When I was young my parents tried to instill in me a sense of respect for the almighty dollar (sorry, pun not intended). I opened my first savings account at the tender age of five and deposited my meagre allowance. I got my bank book updated every week and was always disappointed in the paltry amount. My parents kept uttering the mantra "compound interest, compound interest", but my interest was waning, not compounding. When I turned 13 the bank, in its quest to get more of my hard earned cash, offered me a Chargex (that's was Visa was called back in the day).
I happily accepted and never looked back. Compound, schmompound. My money was better spent paying off escalating credit card bills. Talk about compound interest. Chargex's interest rates were anywhere from 15 - 29% -- yes, even back in the 70s. And it was a never ending battle to pay off any of the actual credit card debt. Fortunately my credit limit was $500 so irreparable damage was not done. It was a love/hate thing for years. It still is a bit. It's so easy to just "buy" something and pay for it later. Sometimes much later. And with everything old being new again, the latest gadget (and I am the Gadget Queen) always screams Buy Me!
But my parents did prevail when it came to investing. My longest running job (FedEx from 1986 - 2006) offered a really decent company investment plan. For every dollar I put into an RSP (401k in America), FedEx doubled it. I know! I know! How could I not take advantage of that? Free money. I also thought it might be a good idea to put a little bit away on my own -- just dribs and drabs -- but something.

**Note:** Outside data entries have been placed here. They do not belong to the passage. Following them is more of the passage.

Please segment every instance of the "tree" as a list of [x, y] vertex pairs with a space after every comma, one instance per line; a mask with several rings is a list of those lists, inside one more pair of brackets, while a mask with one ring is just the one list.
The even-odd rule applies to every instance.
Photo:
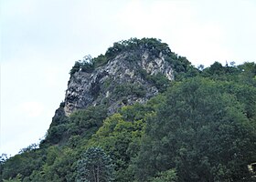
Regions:
[[148, 117], [135, 162], [139, 181], [176, 168], [178, 181], [240, 181], [255, 161], [255, 122], [220, 82], [193, 78], [175, 84]]
[[107, 182], [113, 180], [112, 159], [98, 147], [90, 147], [78, 161], [77, 182]]

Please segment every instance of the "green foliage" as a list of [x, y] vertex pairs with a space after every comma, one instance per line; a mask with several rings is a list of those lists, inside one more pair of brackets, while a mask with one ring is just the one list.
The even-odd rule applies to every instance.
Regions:
[[152, 182], [175, 182], [177, 181], [176, 172], [175, 169], [169, 169], [167, 171], [158, 173], [157, 177], [153, 177]]
[[[236, 181], [250, 176], [255, 121], [219, 83], [194, 78], [176, 83], [148, 117], [134, 171], [140, 181], [176, 168], [178, 181]], [[251, 128], [251, 126], [254, 126]]]
[[76, 181], [113, 181], [113, 164], [101, 147], [90, 147], [78, 161]]
[[[160, 40], [133, 38], [114, 43], [104, 56], [85, 56], [70, 75], [90, 73], [125, 51], [135, 62], [144, 50], [151, 58], [162, 53], [176, 81], [140, 70], [161, 94], [112, 116], [101, 105], [67, 116], [61, 104], [39, 147], [2, 155], [0, 181], [253, 181], [247, 165], [256, 161], [255, 63], [216, 62], [197, 70]], [[104, 84], [112, 86], [111, 79]], [[146, 88], [122, 83], [112, 94], [125, 104]]]

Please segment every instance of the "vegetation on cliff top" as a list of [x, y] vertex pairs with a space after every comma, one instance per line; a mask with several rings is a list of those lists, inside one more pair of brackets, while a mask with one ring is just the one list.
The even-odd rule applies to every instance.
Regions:
[[[136, 51], [143, 47], [140, 41], [153, 47], [151, 39], [132, 40], [116, 43], [102, 56], [115, 56], [125, 48]], [[172, 54], [165, 44], [162, 46], [159, 51]], [[186, 58], [176, 57], [172, 60], [177, 62], [174, 65], [181, 76], [162, 94], [109, 116], [102, 105], [55, 117], [39, 148], [29, 147], [8, 159], [2, 156], [0, 178], [255, 180], [248, 165], [256, 162], [256, 64], [223, 66], [216, 62], [196, 69]]]

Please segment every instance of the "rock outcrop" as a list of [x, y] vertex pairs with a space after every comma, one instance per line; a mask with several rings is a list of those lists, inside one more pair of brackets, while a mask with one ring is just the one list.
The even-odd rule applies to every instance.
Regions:
[[118, 54], [92, 72], [79, 70], [69, 81], [65, 114], [101, 104], [107, 105], [109, 114], [112, 114], [124, 105], [145, 103], [159, 92], [151, 79], [156, 76], [174, 79], [165, 55], [160, 52], [155, 56], [147, 49]]

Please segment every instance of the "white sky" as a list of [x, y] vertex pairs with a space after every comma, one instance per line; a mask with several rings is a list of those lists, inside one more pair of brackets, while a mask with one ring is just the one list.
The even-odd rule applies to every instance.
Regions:
[[0, 155], [44, 136], [85, 55], [155, 37], [196, 66], [255, 61], [255, 0], [1, 0]]

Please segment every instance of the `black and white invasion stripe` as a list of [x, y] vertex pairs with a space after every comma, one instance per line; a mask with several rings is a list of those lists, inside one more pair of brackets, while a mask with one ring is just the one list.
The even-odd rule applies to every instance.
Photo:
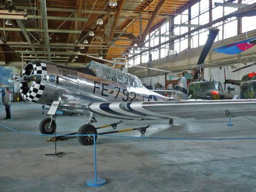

And then along came the man of my dreams. He was smart, witty, compulsively hedonistic (but in a good way) and kinda adorable. He's a Chartered Accountant and a Certified Senior Advisor. He said he could take my savings and make them do crazy Circe de Soleil things, but with a saftey net. He could help me plan for my future. Freedom 55 and all that. And now as everyone is limping back to the starting line, my portfolio is blossoming like a perennial in spring. He is my Financial Guru. Would you not trust this man with all your money? I know I do.